Inflation probably will exceed the central bank’s forecast this year of 3.3 percent after consumer prices rose 3.7 percent in October from a year earlier, the fastest gain since April 2009, said Alejandro Puente, an economist with Banco Bilbao Vizcaya Argentaria SA.
“Headline inflation has been somewhat higher than expected because of the incidence of fuels and foodstuffs,” policy makers said in a statement accompanying yesterday’s decision. “Inflation expectations are close to the target.”
The central bank targets 3 percent inflation, plus or minus 1 percentage point over a two-year horizon.
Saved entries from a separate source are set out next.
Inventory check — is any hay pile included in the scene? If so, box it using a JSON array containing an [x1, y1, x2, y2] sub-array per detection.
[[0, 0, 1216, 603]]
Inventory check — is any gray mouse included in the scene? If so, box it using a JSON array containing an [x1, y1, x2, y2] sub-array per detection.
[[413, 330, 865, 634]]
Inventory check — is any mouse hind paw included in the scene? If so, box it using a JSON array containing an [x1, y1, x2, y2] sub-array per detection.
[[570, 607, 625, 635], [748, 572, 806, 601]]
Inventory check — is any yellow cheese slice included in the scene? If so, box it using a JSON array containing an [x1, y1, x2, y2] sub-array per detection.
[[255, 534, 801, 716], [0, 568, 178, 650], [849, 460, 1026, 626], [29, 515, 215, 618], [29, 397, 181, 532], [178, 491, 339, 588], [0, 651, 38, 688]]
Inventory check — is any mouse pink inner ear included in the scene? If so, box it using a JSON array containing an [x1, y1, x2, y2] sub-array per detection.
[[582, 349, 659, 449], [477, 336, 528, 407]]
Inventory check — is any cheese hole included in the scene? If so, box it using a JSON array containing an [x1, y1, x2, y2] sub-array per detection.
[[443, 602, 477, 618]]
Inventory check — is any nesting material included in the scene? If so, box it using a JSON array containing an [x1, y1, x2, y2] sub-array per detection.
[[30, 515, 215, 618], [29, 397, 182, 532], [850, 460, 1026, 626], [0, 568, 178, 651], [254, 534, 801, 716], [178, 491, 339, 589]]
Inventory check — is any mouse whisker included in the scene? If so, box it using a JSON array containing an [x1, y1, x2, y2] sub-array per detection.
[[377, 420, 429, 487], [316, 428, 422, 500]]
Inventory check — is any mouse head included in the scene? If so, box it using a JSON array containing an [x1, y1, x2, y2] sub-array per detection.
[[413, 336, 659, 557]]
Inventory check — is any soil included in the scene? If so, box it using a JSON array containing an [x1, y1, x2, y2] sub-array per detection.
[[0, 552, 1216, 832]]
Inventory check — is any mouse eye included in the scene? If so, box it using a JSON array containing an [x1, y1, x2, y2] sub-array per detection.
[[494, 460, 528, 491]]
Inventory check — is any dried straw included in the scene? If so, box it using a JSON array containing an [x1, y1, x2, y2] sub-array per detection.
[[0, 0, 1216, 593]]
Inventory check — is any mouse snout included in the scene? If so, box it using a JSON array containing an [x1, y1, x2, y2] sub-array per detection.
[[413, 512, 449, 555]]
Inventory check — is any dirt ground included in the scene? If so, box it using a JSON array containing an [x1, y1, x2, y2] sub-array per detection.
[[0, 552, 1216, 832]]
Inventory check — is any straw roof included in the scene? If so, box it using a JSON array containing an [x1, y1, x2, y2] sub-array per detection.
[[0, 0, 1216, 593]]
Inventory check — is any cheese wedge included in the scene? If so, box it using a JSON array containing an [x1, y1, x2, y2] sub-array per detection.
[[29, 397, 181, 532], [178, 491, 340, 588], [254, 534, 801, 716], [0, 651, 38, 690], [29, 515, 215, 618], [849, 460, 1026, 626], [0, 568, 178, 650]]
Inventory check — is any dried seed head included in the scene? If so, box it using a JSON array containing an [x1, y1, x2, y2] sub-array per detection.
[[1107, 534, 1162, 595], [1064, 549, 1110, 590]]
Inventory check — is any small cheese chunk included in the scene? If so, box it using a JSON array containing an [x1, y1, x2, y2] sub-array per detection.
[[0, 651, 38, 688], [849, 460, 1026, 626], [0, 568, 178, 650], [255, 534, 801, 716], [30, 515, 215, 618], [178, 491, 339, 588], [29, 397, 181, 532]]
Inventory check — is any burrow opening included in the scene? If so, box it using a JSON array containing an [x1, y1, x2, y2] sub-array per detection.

The economy expanded 5.7 percent year-on-year in September on gains in the retail and fishing industries, compared with the 5.2 percent median estimate in a Bloomberg survey of 14 analysts.
“Robust September economic activity data and relatively elevated consumer-price pressures in October provide little reason for Chile’s central bank to rush to cut rates,” Florencia Vazquez, an economist at BNP Paribas, said in a Nov. 8 note e-mailed to investors.
Colombia’s industrial production leaped 9.5 percent in August from the year before, more than double the 3.6 percent median forecast in a Bloomberg survey and the largest gain since April 2008.
Peru’s economic growth eased to 5.8 percent in September from the year earlier, after accelerating in the previous two months, the government’s statistics agency reported Nov. 15.
Peru’s central bank last week kept its benchmark rate at 4.25 percent for a sixth month, Colombia left its overnight rate at 4.5 percent for a third straight meeting on Oct. 28, while Mexico has been on hold since July 2009.
Chile’s economy, which expanded 8.4 percent in the first half of 2011, is starting to decelerate to growth rates nearing its long-term trend of 5 percent and remains vulnerable to shocks from the European crisis, De Gregorio said in an Oct. 19 speech in Santiago.
“Output figures are evolving close to projections in the last monetary policy report’s baseline scenario, while domestic demand is somewhat stronger,” the central bank said yesterday in reference to the September report that forecast economic growth of 6.25 percent to 6.75 percent in 2011.
“We are paying close attention to external developments and we have the flexibility to act whenever necessary,” De Gregorio said on Oct. 19. “The focus is now on the effects that the weak global economy will have on the Chilean economy, especially on growth and inflation.”